Publié le Lundi 18 février 2019 à 08h52.

Des hussards noirs de la République aux soudards tricolores du macronisme

La loi Blanquer « sur l’école de la confiance » et le débat qui l’accompagne laissent présager du pire pour l’éducation nationale…

Jean-Michel Blanquer s’en piquait en entrant à l’Éducation en 2017 : il n’y aurait pas sous son ministère de grande loi scolaire portant son nom, mais simplement des « mesures de bon sens pour revenir à une école des savoirs fondamentaux »où  les élèves apprendraient à « lire, écrire et compter ». 

L’ABC du Macronisme

Un an et demi plus tard, alors que les premières mesures du nouveau Jules Ferry autoproclamé ont déjà considérablement aggravé la situation des personnels et ds élèves (parcoursup, réformes du bac et du lycée, suppressions de milliers de postes), la loi Blanquer « sur l’école de la confiance » apparaît comme le bouquet final d’un dynamitage en règle de l’Éducation nationale ! 

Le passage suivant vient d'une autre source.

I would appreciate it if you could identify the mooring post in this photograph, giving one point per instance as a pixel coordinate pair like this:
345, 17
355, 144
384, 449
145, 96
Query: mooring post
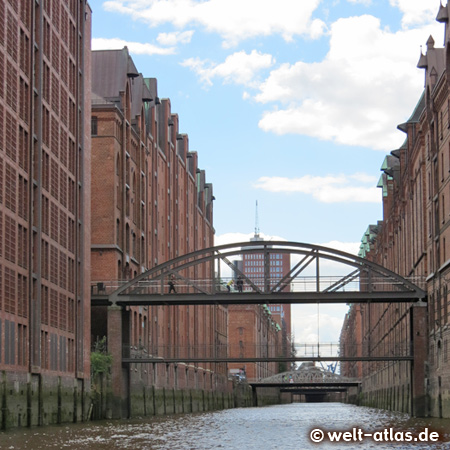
254, 396
114, 337
419, 333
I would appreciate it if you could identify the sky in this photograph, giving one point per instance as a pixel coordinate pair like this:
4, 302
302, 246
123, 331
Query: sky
293, 104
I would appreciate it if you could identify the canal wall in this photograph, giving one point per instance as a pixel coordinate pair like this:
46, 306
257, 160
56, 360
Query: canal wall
37, 399
385, 388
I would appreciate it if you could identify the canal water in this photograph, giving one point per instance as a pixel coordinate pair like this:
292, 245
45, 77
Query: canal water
286, 427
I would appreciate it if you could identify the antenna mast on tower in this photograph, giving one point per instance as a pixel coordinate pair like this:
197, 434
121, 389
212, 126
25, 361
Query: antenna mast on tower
256, 221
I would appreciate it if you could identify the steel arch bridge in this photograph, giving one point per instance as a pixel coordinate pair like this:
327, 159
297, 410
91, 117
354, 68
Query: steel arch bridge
199, 279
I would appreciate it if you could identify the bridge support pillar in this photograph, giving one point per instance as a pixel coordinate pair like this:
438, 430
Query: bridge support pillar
114, 320
419, 350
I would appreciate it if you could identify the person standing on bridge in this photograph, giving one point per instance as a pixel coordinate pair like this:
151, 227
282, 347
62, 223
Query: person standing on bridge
172, 284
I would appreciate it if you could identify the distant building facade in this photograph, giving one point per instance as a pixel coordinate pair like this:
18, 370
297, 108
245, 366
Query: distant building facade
413, 239
44, 209
150, 203
260, 330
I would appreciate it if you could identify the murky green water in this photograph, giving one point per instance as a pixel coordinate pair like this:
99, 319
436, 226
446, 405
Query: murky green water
286, 427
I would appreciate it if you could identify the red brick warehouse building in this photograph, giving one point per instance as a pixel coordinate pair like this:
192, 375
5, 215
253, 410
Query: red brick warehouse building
44, 210
150, 203
260, 331
413, 239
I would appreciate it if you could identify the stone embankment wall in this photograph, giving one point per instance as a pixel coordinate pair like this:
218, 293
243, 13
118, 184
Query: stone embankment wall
37, 400
33, 400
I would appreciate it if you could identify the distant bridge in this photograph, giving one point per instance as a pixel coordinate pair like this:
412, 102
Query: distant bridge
308, 380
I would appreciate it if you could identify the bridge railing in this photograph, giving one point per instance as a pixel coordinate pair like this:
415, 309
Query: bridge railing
161, 286
245, 350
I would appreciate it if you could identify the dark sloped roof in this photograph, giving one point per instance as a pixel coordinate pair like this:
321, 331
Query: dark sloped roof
110, 69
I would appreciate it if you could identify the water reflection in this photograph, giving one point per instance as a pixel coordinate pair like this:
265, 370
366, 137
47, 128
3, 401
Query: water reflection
284, 427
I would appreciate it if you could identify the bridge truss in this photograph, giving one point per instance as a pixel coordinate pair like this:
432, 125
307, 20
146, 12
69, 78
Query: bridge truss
318, 275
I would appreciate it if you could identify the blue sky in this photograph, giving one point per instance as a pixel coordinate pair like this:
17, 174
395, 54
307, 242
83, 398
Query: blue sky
291, 103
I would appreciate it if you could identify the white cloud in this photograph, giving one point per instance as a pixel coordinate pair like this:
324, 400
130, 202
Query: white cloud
327, 189
361, 2
254, 17
134, 47
239, 68
416, 12
365, 86
174, 38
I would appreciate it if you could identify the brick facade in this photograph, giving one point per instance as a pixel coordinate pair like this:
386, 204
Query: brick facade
44, 188
150, 203
413, 239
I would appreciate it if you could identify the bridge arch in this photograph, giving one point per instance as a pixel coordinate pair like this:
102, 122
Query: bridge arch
199, 273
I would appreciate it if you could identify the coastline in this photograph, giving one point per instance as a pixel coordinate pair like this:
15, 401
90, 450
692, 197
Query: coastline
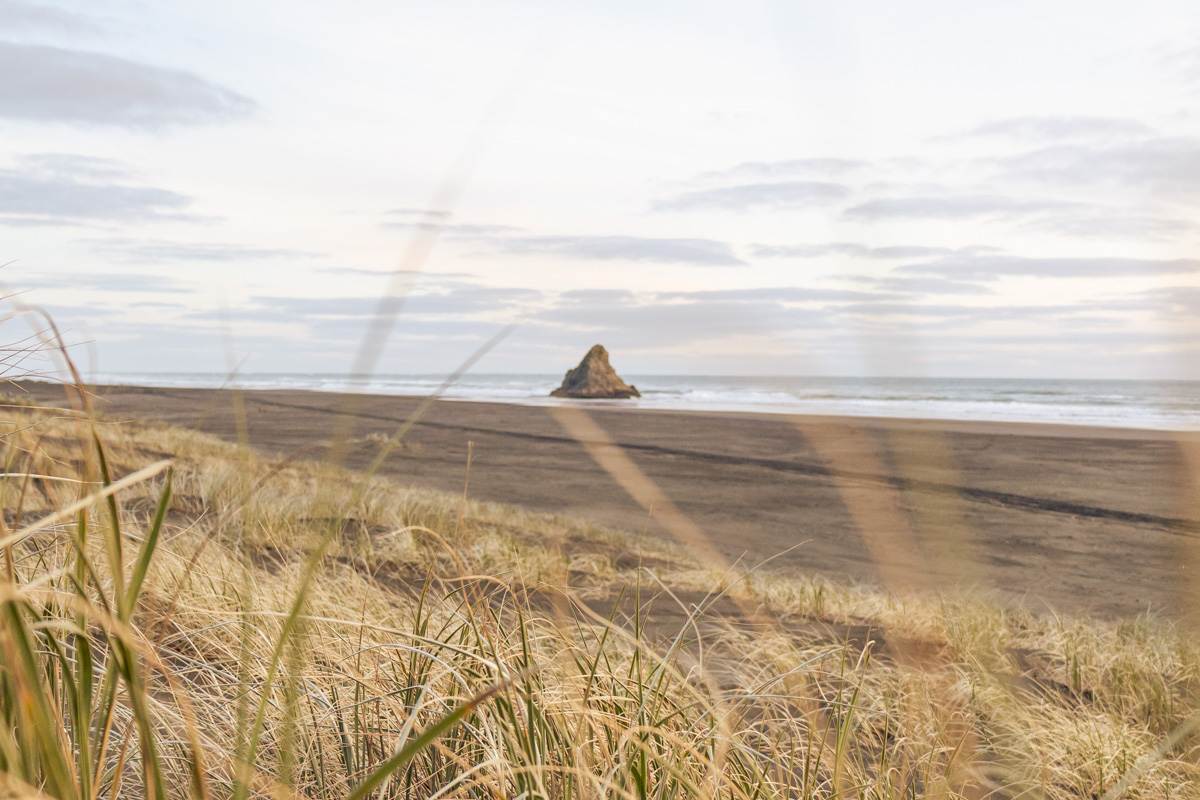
1089, 519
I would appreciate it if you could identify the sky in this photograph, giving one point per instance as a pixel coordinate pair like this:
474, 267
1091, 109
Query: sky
863, 188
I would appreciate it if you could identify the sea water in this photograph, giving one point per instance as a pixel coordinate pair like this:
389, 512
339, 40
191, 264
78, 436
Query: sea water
1120, 403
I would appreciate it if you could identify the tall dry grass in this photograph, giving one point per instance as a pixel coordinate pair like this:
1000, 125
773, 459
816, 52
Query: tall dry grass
183, 618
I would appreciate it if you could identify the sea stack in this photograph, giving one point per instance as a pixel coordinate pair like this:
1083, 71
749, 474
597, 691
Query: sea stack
595, 379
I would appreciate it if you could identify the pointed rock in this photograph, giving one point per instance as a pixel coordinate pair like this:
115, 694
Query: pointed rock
595, 379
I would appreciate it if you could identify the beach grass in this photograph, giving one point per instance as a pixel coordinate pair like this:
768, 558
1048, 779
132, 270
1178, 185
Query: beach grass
180, 617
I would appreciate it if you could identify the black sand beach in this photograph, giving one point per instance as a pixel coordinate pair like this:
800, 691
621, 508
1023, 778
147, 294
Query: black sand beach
1079, 519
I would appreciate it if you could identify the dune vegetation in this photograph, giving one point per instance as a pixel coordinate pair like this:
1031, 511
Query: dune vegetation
185, 618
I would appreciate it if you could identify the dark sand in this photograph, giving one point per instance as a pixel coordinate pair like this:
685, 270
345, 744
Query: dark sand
1073, 518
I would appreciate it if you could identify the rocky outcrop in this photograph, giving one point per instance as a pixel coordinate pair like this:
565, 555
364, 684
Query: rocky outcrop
595, 379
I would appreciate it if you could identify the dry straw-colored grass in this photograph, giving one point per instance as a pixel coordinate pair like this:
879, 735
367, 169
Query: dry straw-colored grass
291, 629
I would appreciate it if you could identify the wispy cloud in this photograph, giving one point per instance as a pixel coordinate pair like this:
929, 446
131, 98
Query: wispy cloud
955, 206
756, 170
700, 252
744, 197
47, 191
148, 250
121, 282
21, 16
995, 266
853, 250
1060, 127
1161, 164
84, 88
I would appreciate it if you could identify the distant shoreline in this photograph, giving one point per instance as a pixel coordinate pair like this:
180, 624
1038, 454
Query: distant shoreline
1095, 521
1146, 405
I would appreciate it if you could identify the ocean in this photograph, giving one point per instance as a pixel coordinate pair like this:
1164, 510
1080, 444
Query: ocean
1120, 403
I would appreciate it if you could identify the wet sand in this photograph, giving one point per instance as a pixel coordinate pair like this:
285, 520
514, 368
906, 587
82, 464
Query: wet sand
1079, 519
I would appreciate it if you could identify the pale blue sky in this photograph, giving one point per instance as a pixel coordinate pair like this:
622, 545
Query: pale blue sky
924, 188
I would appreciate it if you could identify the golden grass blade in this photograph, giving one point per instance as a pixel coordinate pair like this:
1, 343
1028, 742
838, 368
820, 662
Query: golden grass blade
69, 511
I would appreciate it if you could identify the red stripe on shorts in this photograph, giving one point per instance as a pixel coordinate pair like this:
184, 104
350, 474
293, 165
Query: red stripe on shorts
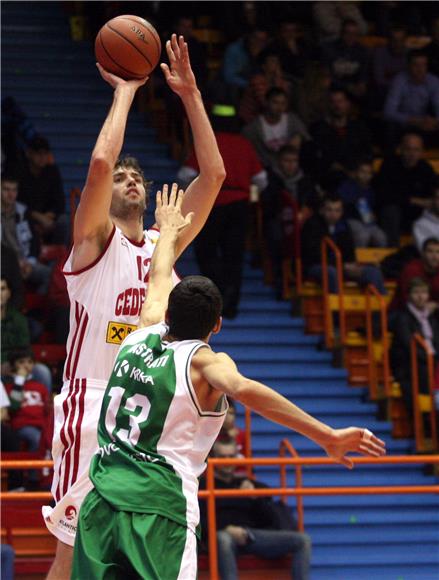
62, 435
78, 431
71, 437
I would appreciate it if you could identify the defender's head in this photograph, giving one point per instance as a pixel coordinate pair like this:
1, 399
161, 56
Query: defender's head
130, 189
194, 309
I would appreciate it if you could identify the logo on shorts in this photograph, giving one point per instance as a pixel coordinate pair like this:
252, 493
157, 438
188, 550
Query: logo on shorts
122, 368
70, 512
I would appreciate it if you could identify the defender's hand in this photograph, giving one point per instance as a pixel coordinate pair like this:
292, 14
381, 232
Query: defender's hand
179, 75
354, 439
168, 214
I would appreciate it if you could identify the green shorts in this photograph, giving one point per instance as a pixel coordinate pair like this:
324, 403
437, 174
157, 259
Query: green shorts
114, 545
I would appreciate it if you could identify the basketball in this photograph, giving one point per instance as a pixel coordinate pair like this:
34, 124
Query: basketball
128, 46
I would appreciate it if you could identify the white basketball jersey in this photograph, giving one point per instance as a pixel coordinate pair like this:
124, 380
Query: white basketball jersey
105, 302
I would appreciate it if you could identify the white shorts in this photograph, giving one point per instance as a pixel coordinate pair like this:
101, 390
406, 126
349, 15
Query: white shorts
77, 409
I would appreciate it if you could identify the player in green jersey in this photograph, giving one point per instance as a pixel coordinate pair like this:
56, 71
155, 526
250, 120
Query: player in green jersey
162, 411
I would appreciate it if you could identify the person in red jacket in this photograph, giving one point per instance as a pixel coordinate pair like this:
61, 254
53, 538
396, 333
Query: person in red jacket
427, 268
219, 247
29, 409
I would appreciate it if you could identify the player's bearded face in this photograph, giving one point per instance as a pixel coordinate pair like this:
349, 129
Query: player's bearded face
129, 196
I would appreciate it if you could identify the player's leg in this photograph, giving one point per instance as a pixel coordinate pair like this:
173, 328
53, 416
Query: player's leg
60, 569
95, 553
157, 547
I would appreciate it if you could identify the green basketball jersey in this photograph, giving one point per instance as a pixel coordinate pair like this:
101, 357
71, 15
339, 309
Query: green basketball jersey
153, 436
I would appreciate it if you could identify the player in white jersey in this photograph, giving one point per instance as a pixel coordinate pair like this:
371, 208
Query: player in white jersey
162, 411
107, 275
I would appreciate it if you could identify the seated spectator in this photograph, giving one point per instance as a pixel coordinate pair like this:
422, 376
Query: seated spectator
221, 257
403, 186
313, 94
388, 61
274, 128
426, 268
259, 526
329, 17
427, 226
42, 191
432, 49
286, 181
19, 236
413, 99
29, 408
415, 317
290, 49
329, 222
347, 60
359, 203
270, 76
339, 140
15, 334
239, 62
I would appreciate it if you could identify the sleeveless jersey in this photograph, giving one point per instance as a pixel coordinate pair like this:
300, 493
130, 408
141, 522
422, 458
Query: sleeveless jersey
105, 302
153, 436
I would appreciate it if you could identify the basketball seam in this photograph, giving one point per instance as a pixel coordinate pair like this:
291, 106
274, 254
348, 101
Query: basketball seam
132, 44
150, 28
115, 62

La loi en question, regroupement d’articles disparates sur tous les sujets chers au macronisme, vise à favoriser des « expérimentations »assez peu originales :  augmentation dans le secondaire du nombre d’heures d’enseignement, financement public des écoles privées par l’abaissement à 3 ans de la scolarité obligatoire, création de « lycées internationaux »destinés aux enfants des élites, ou encore création « d’écoles publiques des savoirs fondamentaux » qui doit permettre la fusion des écoles primaires et des collèges… Autant de mesures dont le but avoué est de permettre de dégager des économies d’échelle en supprimant des milliers de postes et d’accélérer le tri social à l’école.  

Un, deux, trois, les petits soldats…

Plus inquiétant encore, Blanquer cherche à museler par avance toute contestation possible. L’article 1 de la loi portant sur le « devoir d’exemplarité » des personnels est de ce point de vue parfaitement édifiant. Il s’agit d’étendre des sanctions disciplinaires (notamment la radiation) qui, jusque là, étaient réservées aux enseignants impliqués dans des affaires de mœurs, aux fonctionnaire de l’EN qui  « dénigreraient auprès du public par des propos gravement mensongers ou diffamatoires leurs collègues et de manière générale l’institution scolaire ». En gros, faire taire toute critique de l’institution et du ministre, notamment sur les réseaux sociaux. 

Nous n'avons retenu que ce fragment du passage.